S1PR1 regulates the quiescence of lymphatic vessels by inhibiting laminar shear stress-dependent VEGF-C signaling.

JCI insight (2020-06-17)
Xin Geng, Keisuke Yanagida, Racheal G Akwii, Dongwon Choi, Lijuan Chen, YenChun Ho, Boksik Cha, Md Riaj Mahamud, Karen Berman de Ruiz, Hirotake Ichise, Hong Chen, Joshua D Wythe, Constantinos M Mikelis, Timothy Hla, R Sathish Srinivasan
要旨

During the growth of lymphatic vessels (lymphangiogenesis), lymphatic endothelial cells (LECs) at the growing front sprout by forming filopodia. Those tip cells are not exposed to circulating lymph, as they are not lumenized. In contrast, LECs that trail the growing front are exposed to shear stress, become quiescent, and remodel into stable vessels. The mechanisms that coordinate the opposed activities of lymphatic sprouting and maturation remain poorly understood. Here, we show that the canonical tip cell marker Delta-like 4 (DLL4) promotes sprouting lymphangiogenesis by enhancing VEGF-C/VEGF receptor 3 (VEGFR3) signaling. However, in lumenized lymphatic vessels, laminar shear stress (LSS) inhibits the expression of DLL4, as well as additional tip cell markers.
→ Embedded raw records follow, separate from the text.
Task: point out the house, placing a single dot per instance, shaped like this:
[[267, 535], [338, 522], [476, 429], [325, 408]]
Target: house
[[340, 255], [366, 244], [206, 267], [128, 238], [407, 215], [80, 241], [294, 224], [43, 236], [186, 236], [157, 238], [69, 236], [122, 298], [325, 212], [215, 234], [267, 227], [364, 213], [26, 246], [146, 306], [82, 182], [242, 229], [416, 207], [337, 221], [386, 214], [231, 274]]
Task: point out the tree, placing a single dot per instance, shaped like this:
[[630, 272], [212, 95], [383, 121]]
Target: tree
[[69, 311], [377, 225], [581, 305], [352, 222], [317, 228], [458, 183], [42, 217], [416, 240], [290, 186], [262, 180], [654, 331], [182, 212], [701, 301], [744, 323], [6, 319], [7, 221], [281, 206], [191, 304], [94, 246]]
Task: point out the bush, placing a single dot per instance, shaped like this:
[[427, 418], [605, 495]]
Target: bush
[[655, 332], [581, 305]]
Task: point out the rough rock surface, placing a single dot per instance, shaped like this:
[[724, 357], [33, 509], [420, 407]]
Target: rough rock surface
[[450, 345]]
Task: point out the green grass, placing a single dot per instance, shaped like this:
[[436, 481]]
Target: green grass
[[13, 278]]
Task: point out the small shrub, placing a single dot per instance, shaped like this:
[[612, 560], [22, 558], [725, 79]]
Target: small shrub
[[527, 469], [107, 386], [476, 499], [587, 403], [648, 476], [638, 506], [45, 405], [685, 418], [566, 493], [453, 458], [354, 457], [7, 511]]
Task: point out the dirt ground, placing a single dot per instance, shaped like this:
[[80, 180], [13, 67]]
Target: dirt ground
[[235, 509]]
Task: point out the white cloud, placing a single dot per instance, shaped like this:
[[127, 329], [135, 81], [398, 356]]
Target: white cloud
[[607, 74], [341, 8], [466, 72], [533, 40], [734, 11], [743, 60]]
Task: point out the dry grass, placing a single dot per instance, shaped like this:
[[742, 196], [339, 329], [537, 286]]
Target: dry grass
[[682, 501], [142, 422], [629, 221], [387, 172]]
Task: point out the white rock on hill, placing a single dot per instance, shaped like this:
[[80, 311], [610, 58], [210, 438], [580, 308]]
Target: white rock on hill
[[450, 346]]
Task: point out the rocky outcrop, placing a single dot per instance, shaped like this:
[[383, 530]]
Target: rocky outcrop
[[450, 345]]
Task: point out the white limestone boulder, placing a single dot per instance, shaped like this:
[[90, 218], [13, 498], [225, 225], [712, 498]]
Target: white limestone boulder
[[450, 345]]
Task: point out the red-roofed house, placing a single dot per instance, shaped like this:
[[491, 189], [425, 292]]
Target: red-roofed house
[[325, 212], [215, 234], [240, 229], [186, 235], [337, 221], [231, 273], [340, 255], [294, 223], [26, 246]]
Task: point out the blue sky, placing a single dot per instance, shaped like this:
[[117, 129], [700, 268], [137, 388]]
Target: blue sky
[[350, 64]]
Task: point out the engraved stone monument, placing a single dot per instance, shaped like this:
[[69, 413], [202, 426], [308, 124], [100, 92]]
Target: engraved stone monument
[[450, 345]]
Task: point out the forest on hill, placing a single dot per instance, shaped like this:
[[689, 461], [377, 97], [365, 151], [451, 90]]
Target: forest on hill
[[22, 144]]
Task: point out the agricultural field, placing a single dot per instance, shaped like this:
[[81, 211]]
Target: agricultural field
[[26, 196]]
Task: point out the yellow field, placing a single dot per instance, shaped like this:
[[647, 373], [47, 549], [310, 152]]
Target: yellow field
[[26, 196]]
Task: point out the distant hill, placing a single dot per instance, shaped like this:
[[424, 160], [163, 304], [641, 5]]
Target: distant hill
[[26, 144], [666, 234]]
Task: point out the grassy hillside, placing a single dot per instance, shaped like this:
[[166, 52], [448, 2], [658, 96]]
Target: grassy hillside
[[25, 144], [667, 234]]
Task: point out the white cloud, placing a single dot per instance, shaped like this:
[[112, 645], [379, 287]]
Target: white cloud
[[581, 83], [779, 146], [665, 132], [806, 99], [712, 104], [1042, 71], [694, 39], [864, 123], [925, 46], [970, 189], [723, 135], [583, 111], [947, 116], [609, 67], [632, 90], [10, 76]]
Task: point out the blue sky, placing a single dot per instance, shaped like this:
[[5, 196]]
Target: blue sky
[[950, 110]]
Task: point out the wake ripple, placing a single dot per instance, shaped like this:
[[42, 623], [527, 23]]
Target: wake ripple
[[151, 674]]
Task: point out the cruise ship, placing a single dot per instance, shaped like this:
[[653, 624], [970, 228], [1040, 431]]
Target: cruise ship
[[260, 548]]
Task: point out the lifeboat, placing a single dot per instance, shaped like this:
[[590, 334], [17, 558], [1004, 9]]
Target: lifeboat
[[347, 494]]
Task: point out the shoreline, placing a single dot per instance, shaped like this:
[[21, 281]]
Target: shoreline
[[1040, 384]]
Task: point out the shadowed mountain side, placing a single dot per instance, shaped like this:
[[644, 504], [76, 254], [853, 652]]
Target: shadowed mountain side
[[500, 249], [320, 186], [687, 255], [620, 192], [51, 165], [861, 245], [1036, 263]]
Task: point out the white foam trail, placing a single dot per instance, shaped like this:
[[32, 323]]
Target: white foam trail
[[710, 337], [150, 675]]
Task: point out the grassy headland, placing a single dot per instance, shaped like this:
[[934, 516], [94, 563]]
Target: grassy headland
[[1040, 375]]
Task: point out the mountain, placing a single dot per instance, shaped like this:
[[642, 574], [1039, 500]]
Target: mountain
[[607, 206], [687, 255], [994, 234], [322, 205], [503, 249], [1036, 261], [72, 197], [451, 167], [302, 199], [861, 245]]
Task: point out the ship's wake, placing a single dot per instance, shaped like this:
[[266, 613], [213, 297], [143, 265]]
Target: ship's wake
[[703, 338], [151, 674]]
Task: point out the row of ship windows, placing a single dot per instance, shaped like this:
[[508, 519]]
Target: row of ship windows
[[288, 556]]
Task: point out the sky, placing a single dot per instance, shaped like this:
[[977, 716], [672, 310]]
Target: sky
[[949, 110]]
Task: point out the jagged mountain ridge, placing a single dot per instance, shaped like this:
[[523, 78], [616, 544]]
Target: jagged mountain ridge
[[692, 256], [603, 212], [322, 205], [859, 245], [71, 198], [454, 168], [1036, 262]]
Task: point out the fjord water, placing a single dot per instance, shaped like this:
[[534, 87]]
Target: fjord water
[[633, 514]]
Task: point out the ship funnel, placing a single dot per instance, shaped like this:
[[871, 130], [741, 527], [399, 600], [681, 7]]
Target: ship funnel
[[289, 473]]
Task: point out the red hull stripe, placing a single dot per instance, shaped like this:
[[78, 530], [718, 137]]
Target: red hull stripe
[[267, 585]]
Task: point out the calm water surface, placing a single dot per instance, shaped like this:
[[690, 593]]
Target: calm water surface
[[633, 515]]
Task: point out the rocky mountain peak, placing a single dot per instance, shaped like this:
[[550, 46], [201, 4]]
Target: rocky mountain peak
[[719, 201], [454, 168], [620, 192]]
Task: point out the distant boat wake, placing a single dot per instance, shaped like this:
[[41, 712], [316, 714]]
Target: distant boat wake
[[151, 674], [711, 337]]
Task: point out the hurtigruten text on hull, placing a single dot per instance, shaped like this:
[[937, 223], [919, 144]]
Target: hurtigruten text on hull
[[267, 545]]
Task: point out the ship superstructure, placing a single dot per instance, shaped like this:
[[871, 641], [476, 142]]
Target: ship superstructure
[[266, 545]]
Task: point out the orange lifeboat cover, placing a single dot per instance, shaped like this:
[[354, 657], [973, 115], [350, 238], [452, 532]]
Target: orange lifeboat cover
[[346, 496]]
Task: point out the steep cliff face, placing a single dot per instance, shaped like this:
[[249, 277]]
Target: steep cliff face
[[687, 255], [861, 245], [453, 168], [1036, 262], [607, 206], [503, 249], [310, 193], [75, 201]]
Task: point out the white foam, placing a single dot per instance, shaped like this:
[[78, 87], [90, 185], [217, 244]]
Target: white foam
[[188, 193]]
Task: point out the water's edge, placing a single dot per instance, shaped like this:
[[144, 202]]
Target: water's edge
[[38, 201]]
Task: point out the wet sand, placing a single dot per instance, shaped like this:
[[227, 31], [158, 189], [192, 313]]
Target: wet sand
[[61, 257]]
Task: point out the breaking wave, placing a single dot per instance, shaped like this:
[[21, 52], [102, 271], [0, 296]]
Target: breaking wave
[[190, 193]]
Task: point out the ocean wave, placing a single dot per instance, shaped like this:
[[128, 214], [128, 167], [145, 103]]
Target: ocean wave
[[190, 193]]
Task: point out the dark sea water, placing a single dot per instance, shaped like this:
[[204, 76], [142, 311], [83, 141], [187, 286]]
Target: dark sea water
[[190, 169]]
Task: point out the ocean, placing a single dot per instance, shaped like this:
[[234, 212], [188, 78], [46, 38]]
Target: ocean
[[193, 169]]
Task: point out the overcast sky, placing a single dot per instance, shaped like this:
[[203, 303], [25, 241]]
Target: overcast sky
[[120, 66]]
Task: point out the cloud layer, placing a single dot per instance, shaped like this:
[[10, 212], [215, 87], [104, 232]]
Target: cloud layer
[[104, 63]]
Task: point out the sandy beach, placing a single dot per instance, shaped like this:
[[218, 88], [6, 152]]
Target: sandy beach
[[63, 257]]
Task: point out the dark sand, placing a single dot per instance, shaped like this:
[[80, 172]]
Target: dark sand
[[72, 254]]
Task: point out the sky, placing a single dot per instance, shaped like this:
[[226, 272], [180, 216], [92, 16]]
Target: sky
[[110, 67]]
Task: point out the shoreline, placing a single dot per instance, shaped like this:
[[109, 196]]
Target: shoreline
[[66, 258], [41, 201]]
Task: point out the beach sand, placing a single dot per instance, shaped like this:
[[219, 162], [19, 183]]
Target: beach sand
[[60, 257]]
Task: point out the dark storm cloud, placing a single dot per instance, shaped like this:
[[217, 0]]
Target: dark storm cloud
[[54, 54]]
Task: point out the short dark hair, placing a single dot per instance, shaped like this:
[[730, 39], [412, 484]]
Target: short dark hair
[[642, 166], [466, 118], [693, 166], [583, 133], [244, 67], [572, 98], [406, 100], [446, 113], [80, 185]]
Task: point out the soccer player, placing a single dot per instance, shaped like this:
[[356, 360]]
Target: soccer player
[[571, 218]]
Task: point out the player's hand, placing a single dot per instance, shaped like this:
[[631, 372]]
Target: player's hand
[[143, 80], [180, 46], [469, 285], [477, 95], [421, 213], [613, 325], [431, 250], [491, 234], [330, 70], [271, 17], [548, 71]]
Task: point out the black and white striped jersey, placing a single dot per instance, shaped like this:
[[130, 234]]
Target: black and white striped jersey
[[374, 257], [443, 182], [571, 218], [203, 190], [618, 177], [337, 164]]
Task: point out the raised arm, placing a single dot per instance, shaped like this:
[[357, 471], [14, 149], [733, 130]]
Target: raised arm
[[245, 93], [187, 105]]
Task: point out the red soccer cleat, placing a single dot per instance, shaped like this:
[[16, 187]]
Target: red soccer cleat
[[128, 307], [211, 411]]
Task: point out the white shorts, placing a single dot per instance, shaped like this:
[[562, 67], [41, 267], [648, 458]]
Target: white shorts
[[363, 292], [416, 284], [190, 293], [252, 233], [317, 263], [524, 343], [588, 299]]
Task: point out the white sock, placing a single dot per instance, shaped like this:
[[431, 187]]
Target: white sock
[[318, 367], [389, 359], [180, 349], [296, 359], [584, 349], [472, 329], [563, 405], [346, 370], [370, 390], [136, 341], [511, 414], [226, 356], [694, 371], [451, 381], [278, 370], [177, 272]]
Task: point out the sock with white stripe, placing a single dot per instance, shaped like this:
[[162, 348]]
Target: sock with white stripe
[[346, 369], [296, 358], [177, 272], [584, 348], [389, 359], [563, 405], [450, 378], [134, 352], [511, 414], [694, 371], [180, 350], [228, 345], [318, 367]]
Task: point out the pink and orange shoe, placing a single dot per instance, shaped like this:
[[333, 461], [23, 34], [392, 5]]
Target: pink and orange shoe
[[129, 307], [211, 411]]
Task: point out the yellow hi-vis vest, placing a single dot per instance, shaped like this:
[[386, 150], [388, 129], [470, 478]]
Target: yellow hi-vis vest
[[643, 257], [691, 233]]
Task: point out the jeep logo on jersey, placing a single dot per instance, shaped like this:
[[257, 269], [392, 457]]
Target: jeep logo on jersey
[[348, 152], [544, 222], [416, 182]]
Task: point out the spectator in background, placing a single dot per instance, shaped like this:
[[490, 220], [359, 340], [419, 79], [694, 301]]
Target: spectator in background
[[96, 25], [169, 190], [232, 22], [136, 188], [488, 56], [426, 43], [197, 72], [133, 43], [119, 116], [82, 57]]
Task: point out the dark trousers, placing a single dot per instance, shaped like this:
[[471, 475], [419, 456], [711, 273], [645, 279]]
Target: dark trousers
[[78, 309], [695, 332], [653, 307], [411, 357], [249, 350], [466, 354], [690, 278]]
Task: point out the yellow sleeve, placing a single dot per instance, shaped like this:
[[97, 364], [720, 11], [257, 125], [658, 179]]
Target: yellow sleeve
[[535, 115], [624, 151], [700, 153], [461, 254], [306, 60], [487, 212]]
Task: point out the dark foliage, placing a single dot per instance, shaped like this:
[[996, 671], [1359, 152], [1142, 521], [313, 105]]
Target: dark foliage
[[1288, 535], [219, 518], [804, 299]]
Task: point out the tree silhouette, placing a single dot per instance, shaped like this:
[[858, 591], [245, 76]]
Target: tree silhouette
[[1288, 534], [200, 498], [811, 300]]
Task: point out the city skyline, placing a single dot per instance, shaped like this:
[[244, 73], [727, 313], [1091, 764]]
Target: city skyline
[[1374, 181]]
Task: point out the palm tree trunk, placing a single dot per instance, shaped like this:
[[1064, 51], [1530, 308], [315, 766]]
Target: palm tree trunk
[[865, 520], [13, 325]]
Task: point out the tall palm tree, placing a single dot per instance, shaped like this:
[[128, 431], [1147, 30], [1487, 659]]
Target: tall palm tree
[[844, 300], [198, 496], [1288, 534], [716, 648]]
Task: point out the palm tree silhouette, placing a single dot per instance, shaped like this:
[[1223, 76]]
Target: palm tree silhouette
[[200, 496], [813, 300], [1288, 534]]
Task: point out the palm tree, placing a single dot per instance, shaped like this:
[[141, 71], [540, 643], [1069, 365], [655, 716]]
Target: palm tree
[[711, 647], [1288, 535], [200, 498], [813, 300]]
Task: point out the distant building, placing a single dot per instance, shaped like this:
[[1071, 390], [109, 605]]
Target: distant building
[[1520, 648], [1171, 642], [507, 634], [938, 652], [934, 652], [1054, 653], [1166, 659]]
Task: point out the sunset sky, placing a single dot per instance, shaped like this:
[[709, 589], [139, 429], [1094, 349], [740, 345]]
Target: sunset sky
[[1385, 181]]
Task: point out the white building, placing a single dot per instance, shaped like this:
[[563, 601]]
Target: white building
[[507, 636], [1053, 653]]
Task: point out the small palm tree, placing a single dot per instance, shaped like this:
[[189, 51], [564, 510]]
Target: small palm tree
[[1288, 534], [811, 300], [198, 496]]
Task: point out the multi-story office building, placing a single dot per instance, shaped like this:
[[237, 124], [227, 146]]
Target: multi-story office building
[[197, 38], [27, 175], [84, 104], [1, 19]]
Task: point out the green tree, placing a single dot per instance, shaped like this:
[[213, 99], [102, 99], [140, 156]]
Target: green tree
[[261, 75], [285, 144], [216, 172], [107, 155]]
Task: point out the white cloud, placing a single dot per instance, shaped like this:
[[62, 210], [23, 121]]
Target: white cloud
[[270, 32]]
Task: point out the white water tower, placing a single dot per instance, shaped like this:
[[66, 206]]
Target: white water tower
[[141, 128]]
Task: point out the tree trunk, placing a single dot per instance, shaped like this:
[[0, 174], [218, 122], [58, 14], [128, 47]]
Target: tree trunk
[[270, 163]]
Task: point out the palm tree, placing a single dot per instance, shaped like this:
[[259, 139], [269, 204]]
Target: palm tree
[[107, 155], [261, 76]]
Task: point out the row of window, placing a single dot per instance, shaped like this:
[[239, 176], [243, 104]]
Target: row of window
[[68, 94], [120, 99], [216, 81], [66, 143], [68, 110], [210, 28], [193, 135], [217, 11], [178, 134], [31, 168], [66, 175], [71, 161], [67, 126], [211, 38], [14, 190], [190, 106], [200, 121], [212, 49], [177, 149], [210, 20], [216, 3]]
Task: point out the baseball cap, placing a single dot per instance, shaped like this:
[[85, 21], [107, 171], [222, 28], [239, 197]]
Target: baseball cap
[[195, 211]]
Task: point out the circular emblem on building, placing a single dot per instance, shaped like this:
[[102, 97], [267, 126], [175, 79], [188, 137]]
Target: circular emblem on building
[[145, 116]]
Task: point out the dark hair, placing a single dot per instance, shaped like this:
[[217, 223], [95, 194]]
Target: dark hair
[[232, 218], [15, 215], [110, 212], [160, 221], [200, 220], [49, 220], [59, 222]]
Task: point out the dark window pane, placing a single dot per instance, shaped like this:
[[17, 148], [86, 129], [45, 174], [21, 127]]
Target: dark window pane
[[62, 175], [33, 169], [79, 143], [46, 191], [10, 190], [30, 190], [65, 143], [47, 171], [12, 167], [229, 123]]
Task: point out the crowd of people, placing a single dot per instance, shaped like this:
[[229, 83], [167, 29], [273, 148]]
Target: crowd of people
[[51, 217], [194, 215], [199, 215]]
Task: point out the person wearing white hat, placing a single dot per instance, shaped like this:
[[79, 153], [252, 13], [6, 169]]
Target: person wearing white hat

Paradoxically, LSS also upregulates VEGF-C/VEGFR3 signaling in LECs, but sphingosine 1-phosphate receptor 1 (S1PR1) activity antagonizes LSS-mediated VEGF-C signaling to promote lymphatic vascular quiescence. Correspondingly, S1pr1 loss in LECs induced lymphatic vascular hypersprouting and hyperbranching, which could be rescued by reducing Vegfr3 gene dosage in vivo. In addition, S1PR1 regulates lymphatic vessel maturation by inhibiting RhoA activity to promote membrane localization of the tight junction molecule claudin-5. Our findings suggest a potentially new paradigm in which LSS induces quiescence and promotes the survival of LECs by downregulating DLL4 and enhancing VEGF-C signaling, respectively. S1PR1 dampens LSS/VEGF-C signaling, thereby preventing sprouting from quiescent lymphatic vessels. These results also highlight the distinct roles that S1PR1 and DLL4 play in LECs when compared with their known roles in the blood vasculature.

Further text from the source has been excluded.